The fact that there is no mention of Herzberg in Daniel Pink’s new book or of his best-known statement about motivation rings an alarm bell. Not that there is any shortage of references to psychological and other academic research in the book, however.
The author, a former speechwriter for Al Gore who is rapidly acquiring international guru status, does what the best contemporary gurus do.
He breezily assembles a large selection of expert witnesses to support his thesis: that businesses have failed to understand where people’s motivation to act really comes from, and are thus stuck, deploying ineffective and sometimes even counter-productive measures in a doomed attempt to raise performance.
The book is short, punchy and energetic. It is not subtle.
After dividing human beings, and what motivates them, into two groups, the author is forced to concede: “To be sure, reducing human behaviour to two categories sacrifices a certain amount of nuance.” But since when were gurus interested in nuance?
Pink’s intention is quite different.
It is a counterblast against the idea that extrinsic motivation – often financial incentives – is more effective than intrinsic motivation, which is the desire that comes from within.
The dominant view, the author says, is that “in the end, human beings aren’t much different from horses: the way to get us moving in the right direction is by dangling a crunchier carrot or wielding a sharper stick”.
Pink draws attention to the wealth of research that suggests that, as far as human motivation is concerned, something far more interesting and potentially more powerful takes place.
Give human beings the possibility to achieve three things – autonomy, mastery and purpose – and you will have little need for crude incentives.
Under the heading of autonomy, for example, Google employees are free to spend up to 20 per cent of their time pursuing new projects.
He quotes one Google engineer who told the New York Times: "If your 20 per cent idea is a new product, it's usually pretty easy to just find a few like-minded people and start coding away."
At Google, the power of “a few like-minded people” choosing to collaborate should not be underestimated.
Mastery involves people “forgetting themselves in a function”, as the poet WH Auden put it.
It is required to achieve that elusive quality known as “flow”, a term popularised by the Hungarian psychologist Mihaly Csikszentmihalyi.

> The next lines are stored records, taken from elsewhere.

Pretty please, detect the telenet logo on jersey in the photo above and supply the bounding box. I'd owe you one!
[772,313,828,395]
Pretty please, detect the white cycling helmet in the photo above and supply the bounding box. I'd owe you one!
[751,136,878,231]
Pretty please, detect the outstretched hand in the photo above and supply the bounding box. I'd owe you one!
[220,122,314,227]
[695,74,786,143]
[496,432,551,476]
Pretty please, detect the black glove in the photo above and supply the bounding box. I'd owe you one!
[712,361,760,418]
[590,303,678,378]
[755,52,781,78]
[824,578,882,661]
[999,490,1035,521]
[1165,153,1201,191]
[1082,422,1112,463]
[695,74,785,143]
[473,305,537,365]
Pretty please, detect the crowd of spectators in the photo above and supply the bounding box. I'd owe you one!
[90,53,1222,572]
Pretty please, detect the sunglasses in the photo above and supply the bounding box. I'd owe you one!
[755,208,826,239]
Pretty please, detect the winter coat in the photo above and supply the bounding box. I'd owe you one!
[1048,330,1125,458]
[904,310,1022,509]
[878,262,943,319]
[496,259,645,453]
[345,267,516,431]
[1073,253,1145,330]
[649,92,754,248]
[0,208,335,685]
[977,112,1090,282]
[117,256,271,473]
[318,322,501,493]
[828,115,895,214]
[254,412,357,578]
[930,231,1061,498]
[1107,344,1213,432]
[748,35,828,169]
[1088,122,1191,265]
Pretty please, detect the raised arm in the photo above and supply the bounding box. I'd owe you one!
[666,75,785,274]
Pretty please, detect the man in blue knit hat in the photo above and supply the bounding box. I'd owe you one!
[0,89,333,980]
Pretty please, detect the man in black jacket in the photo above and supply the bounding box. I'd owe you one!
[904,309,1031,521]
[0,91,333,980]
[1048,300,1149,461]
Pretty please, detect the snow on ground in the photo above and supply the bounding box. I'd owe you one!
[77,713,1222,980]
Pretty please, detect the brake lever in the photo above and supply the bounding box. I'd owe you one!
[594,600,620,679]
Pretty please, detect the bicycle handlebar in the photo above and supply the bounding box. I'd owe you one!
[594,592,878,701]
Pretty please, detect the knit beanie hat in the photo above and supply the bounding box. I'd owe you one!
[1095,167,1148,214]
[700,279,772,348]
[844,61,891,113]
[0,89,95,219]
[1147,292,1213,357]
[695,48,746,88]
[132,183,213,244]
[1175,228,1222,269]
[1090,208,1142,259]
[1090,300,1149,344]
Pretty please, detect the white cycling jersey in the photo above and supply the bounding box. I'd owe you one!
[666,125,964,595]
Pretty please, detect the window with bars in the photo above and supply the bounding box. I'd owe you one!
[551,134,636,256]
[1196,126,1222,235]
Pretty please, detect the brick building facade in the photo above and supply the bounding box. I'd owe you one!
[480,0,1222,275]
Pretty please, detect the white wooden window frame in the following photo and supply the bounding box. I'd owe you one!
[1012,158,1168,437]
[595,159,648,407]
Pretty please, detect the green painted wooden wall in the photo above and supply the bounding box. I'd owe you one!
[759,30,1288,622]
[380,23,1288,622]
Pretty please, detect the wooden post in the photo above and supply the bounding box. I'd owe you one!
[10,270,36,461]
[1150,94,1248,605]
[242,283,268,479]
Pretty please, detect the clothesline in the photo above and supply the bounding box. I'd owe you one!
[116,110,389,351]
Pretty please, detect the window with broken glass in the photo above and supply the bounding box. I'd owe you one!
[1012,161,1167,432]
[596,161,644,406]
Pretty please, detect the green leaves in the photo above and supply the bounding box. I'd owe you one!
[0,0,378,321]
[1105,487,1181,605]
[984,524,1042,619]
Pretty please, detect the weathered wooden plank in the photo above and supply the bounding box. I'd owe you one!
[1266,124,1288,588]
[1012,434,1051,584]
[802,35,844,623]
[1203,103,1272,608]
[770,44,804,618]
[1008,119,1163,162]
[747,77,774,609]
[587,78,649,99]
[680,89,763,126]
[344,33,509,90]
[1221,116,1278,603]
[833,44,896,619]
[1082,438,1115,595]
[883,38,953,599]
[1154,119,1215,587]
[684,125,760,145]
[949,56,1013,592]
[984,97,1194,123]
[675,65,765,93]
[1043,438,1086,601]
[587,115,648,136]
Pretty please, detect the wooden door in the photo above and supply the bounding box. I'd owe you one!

But mastery requires hard work.
Again, he suggests, the motivation to commit to sustained effort is more likely to come from within than from without.
Last, purpose can play a big part in raising performance: “Purpose maximisation is taking its place alongside profit maximisation as an aspiration and a guiding principle.”
Predictably, Pink points the finger at misguided incentives as having played a big part in the financial crisis.
“A bad case of extrinsically motivated myopia,” he writes. “The very premise of extrinsic incentives is that we’ll always respond rationally to them. But even most economists don’t believe that any more.”
We felt it necessary to check that last claim with the economist, Tim Harford, who ought to know. The claim was met with a mild harrumph.
“Most economists still believe, rightly or wrongly, that we often respond rationally to extrinsic incentives,” he said. And as an afterthought: “There is a lot of very selective writing about the psychological evidence on extrinsic incentives.”
Pink is no economist. But he is an engaging writer who challenges and provokes.
Even if he overstates his case, he also succeeds in providing some answers as to why managers’ efforts to motivate staff can often prove so fruitless.